Utah Government Document Compliance Evaluator

Table of Contents

Overview

The Utah Government Document Compliance Evaluator is an AI-powered application that helps government agencies evaluate documents for compliance with Utah's General Records Schedule (GRS) retention policies. The application analyzes document content, determines the appropriate GRS category and item number, and provides compliance recommendations based on document date and retention period requirements.

Technology Stack

Core Technologies

  • Python 3.9+: Primary programming language
  • AWS Bedrock: Foundation model service for generative AI capabilities
  • Streamlit: Web application framework for the user interface
  • Boto3: AWS SDK for Python to interact with AWS services

Document Processing

  • PyPDF2: PDF parsing and text extraction
  • python-docx: DOCX parsing and text extraction

Data Storage and Processing

  • Pandas: Data manipulation and analysis
  • JSON/JSONL: Enhanced knowledge base format

AWS Services

  • AWS Bedrock Agent Runtime: Powers the compliance agent with generative AI capabilities
  • Amazon SageMaker: Hosts the application (optional deployment target)
  • AWS IAM: Manages access permissions to AWS resources

Features

Document Analysis

  • Upload and process PDF, DOCX, and TXT files
  • Automatic document type detection
  • Extraction of key metadata (dates, document type, etc.)
  • Content analysis for better classification

Compliance Evaluation

  • Identification of applicable GRS item number
  • Determination of retention period requirements
  • Compliance status assessment (Compliant, Non-Compliant, Needs Review)
  • Detailed recommendations for document handling

User Interface

  • Clean, intuitive web interface
  • Document preview and editing capabilities
  • Chat interface for asking questions about compliance rules
  • Visual indicators for compliance status
  • Sample documents for demonstration purposes

Knowledge Base

  • Enhanced JSONL format for better document classification
  • Structured metadata for improved semantic matching
  • Related items linking for comprehensive compliance understanding
  • Document type and keyword extraction for better matching

Large Document Handling

  • Automatic truncation of large documents
  • PDF processing limited to first 10 pages
  • Character limit of 50,000 for all document types
  • Clear indication when documents are truncated

Installation

Prerequisites

  • Python 3.9 or higher
  • AWS account with Bedrock access
  • AWS CLI configured with appropriate credentials

Setup

  1. Clone the repository:
git clone https://github.com/your-organization/utah-compliance-evaluator.git
cd utah-compliance-evaluator
  1. Create and activate a virtual environment:
python -m venv venv
source venv/bin/activate  # On Windows: venv\Scripts\activate
  1. Install dependencies:
pip install -r requirements.txt
  1. Configure AWS credentials:
aws configure

Configuration

AWS Bedrock Setup

  1. Create an AWS Bedrock agent:

    • Navigate to the AWS Bedrock console
    • Create a new agent with appropriate knowledge base
    • Note the agent ID and agent alias ID
  2. Update the agent configuration in compliance-agent.py:

# Agent alias ARN
agent_id = "YOUR_AGENT_ID"  # Supervisor agent
agent_alias_id = "YOUR_AGENT_ALIAS_ID"  # alias
  1. Configure AWS region:
client = boto3.client('bedrock-agent-runtime', region_name='YOUR_REGION')

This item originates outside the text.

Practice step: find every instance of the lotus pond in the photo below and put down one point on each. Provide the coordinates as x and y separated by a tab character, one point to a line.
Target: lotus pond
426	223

Knowledge Base Preparation

  1. Prepare the GRS data in CSV format (ScheduleItems.csv)
  2. Convert to enhanced JSONL format:
python convert_to_enhanced_jsonl.py

Usage

Running the Application

  1. Start the Streamlit application:
streamlit run compliance-agent.py
  1. Access the application in your web browser at http://localhost:8501

Document Evaluation Process

  1. Upload Document: Use the file uploader to submit a PDF, DOCX, or TXT file
  2. Review Content: The document text will be displayed in the main area
  3. Evaluate: Click the "Evaluate Document" button to analyze for compliance
  4. Review Results: See the compliance status, GRS item, and recommendations
  5. Ask Questions: Use the chat interface for additional compliance inquiries

Sample Documents

The application includes sample documents for demonstration:

  • Monthly Report
  • Budget Proposal
  • Meeting Minutes

Select any sample from the sidebar to see how the compliance evaluation works.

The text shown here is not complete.